Никто не ответил: мертвые редко говорят вслух.
Глава 10. Дзёндари
Отец Тауш, священник маленькой церкви на окраине столицы, уже собирался отправляться домой – погода была просто отвратительной, дождь лил стеной, и вряд ли кто-то собрался бы сегодня прийти сюда. Горожанам приятнее думать о здоровье и сухих сапогах, чем о Заступнике. Однако, когда отец Тауш уже поднялся со своей скамьи, в исповедальной кабинке хлопнула дверца, и тихий, чуть надтреснутый мужской голос произнес:
– Примите мою исповедь, отче. Я грешен.
– В чем же твои грехи, дитя мое? – ласково произнес священник, усаживаясь обратно. Из соседней кабинки пахло горьким столичным дождем, табаком и дорогим одеколоном; исповедуемый вздохнул и произнес:
– Я убивал.
– Ты был на войне?
– Был.
– Любой воин любой армии несет покаяние и трижды три года не допускается к очам Заступника. Но искреннее и чистосердечное раскаяние угодно Небу, и я верю, что ты искренен. Именем, милостью и славой Заступника отпускаю тебе этот грех.

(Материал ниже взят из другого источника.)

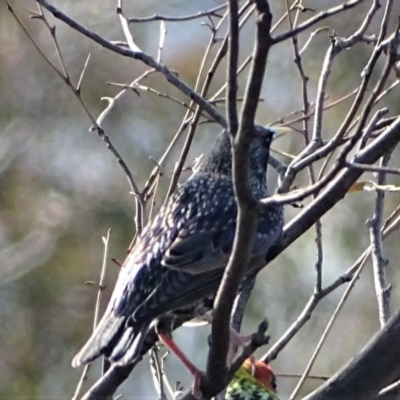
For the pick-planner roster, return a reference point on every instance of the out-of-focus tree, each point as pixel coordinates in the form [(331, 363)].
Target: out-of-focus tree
[(332, 77)]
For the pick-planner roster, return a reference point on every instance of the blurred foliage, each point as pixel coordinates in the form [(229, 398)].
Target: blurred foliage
[(61, 190)]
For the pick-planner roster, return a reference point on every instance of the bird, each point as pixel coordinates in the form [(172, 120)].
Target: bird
[(254, 380), (178, 261)]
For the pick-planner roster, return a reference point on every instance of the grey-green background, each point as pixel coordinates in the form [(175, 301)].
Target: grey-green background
[(61, 190)]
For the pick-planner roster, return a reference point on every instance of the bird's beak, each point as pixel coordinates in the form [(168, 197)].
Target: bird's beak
[(279, 131)]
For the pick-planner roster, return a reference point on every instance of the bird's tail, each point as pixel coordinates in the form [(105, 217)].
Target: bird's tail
[(113, 339), (103, 339)]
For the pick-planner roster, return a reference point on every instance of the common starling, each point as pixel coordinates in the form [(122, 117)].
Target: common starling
[(254, 380), (177, 264)]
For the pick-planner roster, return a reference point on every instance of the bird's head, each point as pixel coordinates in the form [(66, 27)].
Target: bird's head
[(219, 158)]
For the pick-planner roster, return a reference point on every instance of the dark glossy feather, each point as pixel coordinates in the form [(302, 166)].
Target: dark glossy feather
[(179, 259)]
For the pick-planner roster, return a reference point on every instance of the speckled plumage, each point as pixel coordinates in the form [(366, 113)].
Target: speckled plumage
[(178, 261), (253, 381)]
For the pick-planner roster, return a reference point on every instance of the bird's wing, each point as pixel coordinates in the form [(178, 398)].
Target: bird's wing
[(179, 289)]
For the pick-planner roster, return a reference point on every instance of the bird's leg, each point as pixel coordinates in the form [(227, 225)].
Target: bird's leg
[(167, 340), (236, 339)]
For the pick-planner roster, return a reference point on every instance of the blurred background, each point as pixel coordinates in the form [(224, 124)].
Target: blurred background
[(61, 189)]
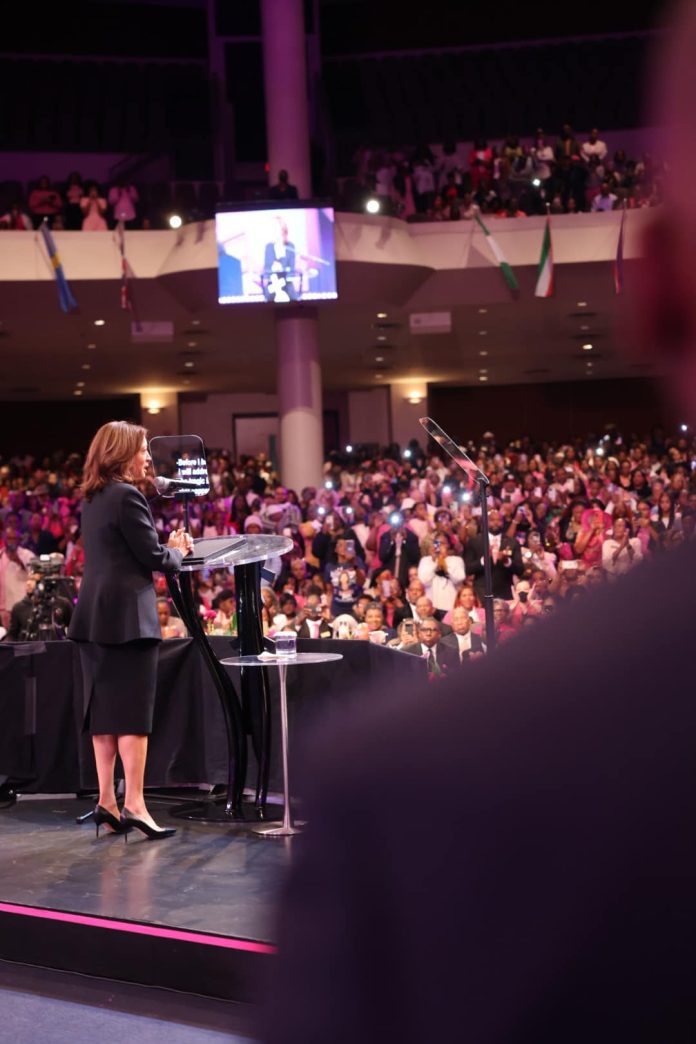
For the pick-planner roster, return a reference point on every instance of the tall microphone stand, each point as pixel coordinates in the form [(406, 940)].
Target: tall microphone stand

– Хорошо, – вздохнул исповедуемый, но отец Тауш не услышал в его голосе ни радости, ни облегчения.
– Я чувствую, что тебе тяжело, дитя мое, – проговорил он, – и на сердце у тебя великий груз. Расскажи обо всем так же откровенно, как начал исповедь, и Заступник простит тебя.
В кабинке стало тихо. Если бы не запах, пришедший вместе с исповедуемым, то отец Тауш решил бы, что снова остался один.

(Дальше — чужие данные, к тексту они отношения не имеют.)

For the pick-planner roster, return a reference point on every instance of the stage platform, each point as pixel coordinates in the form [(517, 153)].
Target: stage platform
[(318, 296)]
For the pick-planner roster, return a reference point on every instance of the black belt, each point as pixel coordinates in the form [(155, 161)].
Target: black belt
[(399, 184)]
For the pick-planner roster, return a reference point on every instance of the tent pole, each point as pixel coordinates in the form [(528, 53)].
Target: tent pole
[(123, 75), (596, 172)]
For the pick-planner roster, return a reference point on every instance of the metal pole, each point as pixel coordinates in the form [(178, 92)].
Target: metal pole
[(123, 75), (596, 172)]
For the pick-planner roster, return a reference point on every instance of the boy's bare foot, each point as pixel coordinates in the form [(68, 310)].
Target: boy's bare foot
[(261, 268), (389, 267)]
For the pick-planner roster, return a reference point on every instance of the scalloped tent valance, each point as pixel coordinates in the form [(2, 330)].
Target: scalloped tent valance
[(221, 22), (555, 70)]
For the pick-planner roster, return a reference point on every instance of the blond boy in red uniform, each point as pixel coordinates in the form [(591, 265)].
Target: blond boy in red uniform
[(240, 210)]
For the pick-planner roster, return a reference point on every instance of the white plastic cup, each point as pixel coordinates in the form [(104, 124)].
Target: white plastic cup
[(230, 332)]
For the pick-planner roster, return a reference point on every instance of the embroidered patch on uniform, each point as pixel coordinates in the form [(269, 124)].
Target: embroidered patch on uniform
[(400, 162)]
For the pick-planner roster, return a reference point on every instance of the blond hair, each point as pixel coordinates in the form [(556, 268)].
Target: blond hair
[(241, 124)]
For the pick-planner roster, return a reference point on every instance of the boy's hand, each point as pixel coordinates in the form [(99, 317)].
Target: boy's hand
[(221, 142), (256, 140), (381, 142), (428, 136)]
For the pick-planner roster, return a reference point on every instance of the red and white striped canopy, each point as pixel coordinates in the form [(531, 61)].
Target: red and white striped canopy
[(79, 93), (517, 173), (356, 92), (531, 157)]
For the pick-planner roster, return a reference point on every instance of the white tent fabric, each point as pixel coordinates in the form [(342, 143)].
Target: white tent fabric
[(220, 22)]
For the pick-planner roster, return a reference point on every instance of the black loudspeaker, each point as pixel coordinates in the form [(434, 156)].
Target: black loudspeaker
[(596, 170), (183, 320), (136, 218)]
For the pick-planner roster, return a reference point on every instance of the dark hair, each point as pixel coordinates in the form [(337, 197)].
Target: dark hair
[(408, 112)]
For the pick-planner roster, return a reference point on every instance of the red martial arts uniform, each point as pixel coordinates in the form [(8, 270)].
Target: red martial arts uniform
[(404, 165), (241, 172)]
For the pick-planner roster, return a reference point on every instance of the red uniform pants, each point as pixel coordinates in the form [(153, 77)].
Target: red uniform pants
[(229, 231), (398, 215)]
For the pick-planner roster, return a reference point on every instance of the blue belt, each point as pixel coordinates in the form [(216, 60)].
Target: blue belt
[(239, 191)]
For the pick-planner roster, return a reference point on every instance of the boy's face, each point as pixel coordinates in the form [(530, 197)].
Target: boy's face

– Я убивал, отче, – донеслось, наконец, из кабинки. – Наверно, в этом все дело.
Он заговорил, и отец Тауш замер: на исповедь к нему пришел печально знаменитый Убийца Рыжих Дев. Он неторопливо и подробно рассказал о каждом убийстве, о том, как уничтожал улики и расправлялся с телами; отец Тауш оцепенел от подобного неслыханного злодейства и искренне не знал, что же ему делать дальше. Наконец, исповедь закончилась, и убийца терпеливо ждал ответа.
– Заступник милостив, – в конце концов, произнес священник. Язык едва его слушался. – Он простит тебя. Ступай с миром и не греши больше.
Ему стало страшно. Очень страшно. Казалось, воздух в храме сгустился и вязнет в легких, не позволяя дышать, а в животе противно стынет ледяной комок. Однако наваждение исчезло, и отец Тауш понял, что он действительно один. Исповедальная кабинка опустела.